Setelah memasangkan alat bantu dengar atau implan koklea pada anak, terapi mendengar dan berbicara (Auditory-Verbal Therapy) menjadi kebutuhan utama selanjutnya bagi anak dengan gangguan dengar. Lewat bantuan terapis, orang tua bisa belajar melakukannya juga.
Menurut terapis AV dari Yayasan Rumah Siput Indonesia, Pusat (Re)habilitasi Pendengaran, Eka K. Hikmat, S. Psi, setelah orang tua ucapkan katanya, ulangi beberapa kali, kemudian biarkan anak mencoba mendengarkan, mengidentifikasi katanya, dan berusaha menirukan.
“Kalau anak sudah berusaha mengucapkan tapi belum sempurna, hargai dengan memberinya pujian, jangan malah dikritik dan disalahkan terus. Wajar kalau anak salah. Kalau masih salah minta coba lagi saja di kesempatan-kesempatan lainnya,” tuturnya dalam workshop bertajuk ‘Kegiatan AVT yang Aplikatif dan Menyenangkan’ yang digelar di Hotel Amaris Yogyakarta dan ditulis pada Jumat (2/5/2014).
Eka menambahkan makin banyak pujian penghargaan yang diberikan kepada mereka, anak akan makin percaya diri dan bersemangat untuk terus mencoba lagi. Dan ia pun mengingatkan, bila anak tak kunjung mampu menirukan kata yang diajarkan orang tua atau terapisnya, maka jangan dipaksa terus menirukan pada saat itu juga.

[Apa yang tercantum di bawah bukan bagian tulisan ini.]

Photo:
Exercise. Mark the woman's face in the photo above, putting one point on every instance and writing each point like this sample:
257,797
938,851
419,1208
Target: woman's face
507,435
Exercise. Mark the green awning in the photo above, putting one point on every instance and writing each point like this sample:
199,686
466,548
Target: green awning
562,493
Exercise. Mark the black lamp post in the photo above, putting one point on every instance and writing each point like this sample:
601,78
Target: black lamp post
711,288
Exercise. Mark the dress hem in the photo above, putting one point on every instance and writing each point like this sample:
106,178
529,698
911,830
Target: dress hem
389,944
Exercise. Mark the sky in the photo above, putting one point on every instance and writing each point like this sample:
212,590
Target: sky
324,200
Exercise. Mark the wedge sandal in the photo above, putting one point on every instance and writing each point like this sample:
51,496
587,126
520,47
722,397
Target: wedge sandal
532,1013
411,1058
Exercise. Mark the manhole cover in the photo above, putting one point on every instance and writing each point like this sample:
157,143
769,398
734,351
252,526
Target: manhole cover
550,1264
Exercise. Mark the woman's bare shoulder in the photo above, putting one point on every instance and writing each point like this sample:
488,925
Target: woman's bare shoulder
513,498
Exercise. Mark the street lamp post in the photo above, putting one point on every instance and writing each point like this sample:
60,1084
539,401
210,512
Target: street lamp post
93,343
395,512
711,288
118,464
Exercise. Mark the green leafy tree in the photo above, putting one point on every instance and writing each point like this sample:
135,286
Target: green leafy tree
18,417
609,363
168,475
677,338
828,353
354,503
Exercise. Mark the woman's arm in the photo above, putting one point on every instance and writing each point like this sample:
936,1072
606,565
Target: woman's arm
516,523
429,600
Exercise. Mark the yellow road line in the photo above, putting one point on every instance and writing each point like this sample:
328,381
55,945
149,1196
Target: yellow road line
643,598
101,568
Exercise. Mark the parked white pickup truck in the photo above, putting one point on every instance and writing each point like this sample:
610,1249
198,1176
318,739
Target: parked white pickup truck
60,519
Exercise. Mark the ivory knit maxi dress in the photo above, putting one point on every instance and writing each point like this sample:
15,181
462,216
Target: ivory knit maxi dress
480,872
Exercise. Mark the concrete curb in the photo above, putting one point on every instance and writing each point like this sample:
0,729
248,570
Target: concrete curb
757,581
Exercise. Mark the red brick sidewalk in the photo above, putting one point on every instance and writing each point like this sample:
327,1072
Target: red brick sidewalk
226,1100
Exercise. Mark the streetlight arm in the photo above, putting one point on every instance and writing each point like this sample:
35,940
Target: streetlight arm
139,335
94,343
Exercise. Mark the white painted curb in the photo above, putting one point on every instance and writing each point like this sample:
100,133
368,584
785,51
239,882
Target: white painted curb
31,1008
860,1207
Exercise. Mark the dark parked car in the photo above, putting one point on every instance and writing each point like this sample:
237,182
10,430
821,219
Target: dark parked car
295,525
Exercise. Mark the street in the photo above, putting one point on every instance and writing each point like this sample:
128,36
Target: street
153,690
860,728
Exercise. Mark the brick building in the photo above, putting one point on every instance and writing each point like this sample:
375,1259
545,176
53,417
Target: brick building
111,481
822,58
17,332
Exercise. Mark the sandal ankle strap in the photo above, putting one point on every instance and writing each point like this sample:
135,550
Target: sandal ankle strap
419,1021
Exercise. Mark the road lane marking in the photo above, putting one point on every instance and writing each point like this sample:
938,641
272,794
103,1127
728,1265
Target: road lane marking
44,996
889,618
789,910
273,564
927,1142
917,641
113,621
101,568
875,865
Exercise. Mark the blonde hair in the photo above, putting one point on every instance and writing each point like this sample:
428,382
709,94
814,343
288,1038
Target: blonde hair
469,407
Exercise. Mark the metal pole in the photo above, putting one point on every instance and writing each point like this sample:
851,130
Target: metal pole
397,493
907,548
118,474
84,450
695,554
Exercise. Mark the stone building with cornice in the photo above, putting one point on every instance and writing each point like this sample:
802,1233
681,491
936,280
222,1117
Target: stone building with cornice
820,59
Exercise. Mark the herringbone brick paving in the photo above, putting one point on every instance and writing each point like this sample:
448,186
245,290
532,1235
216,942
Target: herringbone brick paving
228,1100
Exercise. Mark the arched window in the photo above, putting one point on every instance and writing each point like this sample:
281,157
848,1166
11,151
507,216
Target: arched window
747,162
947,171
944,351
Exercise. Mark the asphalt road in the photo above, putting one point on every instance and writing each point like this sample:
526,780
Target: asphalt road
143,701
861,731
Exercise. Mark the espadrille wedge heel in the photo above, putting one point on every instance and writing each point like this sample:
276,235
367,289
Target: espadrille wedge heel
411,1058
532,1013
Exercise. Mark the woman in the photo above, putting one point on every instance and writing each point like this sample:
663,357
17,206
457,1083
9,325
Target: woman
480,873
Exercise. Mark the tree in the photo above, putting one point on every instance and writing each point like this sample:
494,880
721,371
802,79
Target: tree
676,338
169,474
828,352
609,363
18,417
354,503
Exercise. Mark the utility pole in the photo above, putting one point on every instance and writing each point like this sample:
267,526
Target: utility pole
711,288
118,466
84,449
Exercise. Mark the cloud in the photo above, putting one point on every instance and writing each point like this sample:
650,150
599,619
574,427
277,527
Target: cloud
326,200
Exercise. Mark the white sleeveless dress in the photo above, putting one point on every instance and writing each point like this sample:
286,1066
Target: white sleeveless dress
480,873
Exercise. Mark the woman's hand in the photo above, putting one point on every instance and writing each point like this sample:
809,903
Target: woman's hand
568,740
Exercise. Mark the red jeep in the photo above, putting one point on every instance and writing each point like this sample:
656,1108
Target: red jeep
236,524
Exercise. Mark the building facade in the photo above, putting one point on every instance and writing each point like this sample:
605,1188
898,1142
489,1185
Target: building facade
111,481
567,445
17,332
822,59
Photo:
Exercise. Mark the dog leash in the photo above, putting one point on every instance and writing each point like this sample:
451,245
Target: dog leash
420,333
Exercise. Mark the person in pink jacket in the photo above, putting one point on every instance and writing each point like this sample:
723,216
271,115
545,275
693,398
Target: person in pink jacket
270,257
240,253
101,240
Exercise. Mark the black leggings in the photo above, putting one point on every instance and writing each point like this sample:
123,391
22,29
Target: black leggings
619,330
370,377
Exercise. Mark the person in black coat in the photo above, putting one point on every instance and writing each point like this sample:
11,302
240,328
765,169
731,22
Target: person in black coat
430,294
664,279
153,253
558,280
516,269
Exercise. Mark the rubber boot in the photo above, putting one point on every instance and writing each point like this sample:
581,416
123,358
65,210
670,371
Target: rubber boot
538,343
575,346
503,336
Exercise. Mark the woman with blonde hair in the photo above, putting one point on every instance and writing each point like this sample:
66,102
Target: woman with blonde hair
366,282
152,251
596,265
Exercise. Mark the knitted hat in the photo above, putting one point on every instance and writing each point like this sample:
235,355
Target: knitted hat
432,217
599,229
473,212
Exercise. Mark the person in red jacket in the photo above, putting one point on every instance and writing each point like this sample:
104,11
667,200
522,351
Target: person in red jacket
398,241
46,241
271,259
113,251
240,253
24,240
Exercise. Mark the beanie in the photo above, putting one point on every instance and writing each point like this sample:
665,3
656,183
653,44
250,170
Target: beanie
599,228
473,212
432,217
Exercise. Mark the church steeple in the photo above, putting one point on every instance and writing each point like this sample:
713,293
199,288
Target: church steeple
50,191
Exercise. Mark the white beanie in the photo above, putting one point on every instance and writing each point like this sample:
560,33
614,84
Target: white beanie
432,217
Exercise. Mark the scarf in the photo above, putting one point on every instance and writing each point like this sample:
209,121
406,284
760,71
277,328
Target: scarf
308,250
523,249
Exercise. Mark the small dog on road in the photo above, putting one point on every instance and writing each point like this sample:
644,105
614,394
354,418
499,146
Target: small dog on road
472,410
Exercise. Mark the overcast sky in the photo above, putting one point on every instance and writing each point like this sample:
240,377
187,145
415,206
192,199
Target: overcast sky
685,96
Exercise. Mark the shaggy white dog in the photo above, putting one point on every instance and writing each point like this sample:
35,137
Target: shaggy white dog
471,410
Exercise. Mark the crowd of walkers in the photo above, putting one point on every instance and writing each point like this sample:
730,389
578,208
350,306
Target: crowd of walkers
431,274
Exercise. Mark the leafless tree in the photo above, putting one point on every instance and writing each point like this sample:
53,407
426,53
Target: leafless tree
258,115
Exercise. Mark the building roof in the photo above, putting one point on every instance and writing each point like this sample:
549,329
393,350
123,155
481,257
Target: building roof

“Kalau bisa saat menstimulasi pendengaran anak, usahakan jangan selalu langsung diperlihatkan mainan yang sedang kita sebutkan. Bisa kita bungkus pakai kain atau semacamnya dulu, agar dia fokus pada pendengarannya dulu ketimbang visualnya,” imbuhnya.
Eka menekankan yang terpenting orang tua harus aktif berbicara pada anak secara langsung dan terus-menerus. Menurut riset pakar psikologi anak, Betty Hart dan Todd R Risley (1995 dan 1999), idealnya orang tua harus bercakap-cakap yang bermakna dan kontekstual dengan anak sebanyak:
– 340 kalimat per jam
– 1.440 kata per jam
– 90 pertanyaan per jam
– 17 kalimat afirmasi/pujian atau pengakuan per jam
– 7 larangan per jam
Dan target jumlah kata yang disampaikan orang tua kepada anak adalah sebanyak 10-50 juta kata hingga anak mencapai usia empat tahun.
“Dan ini terbukti benar, anak yang jarang diajak bicara oleh orangtuanya memang cenderung mengalami speech delay (keterlambatan bicara),” tambahnya.
Lalu bagaimana cara orangtua memastikan agar orangtua dapat memenuhi target jumlah kata tersebut? Berikut panduan singkat dari Eka untuk memastikan hal itu:
1. Gunakan perbendaharaan kata yang beragam, jangan hanya menggunakan kata benda saja.
2. Buat daftar kata yang akan diajarkan ke anak.
Komposisi target kata yang dikuasai anak adalah 55 persen kata benda; 14 persen kata kerja; 7 persen kata sifat; dan 24 persen kata-kata lainnya.
3. Hitung juga berapa jumlah kata yang sudah dapat diucapkan si anak secara spontan.
Bisa dengan membuat tabel sederhana yang terdiri atas empat kolom, yang masing-masing berisi kata benda, kata kerja, kata sifat dan kata lain-lain. Cara ini untuk memastikan target persentase kata yang dikuasai anak sudah seimbang.
4. Setelah anak mulai bisa mengungkapkan satu kata-satu kata, mulailah ajari dia untuk menggabungkan dua kata. Utamanya kata atau frase yang akan paling sering anak butuh ucapkan dalam kehidupan sehari-hari. Ingat, ucapkan atau contohkan terlebih dahulu agar anak dapat menirukannya.
5. Perbanyak kosakata anak, baik dari buku atau majalah, yang terpenting sesuaikan dengan usia anak.
“Ingat, tujuan dari terapi ini adalah mengajari anak (untuk mendengar dan berbicara), bukannya mengetes. Jangan anak langsung ditanya ini apa, tapi stimulasi agar mau menirukan apa yang Anda ucapkan,” tegasnya dalam workshop yang diselenggarakan Rumah Ramah Rubella tersebut.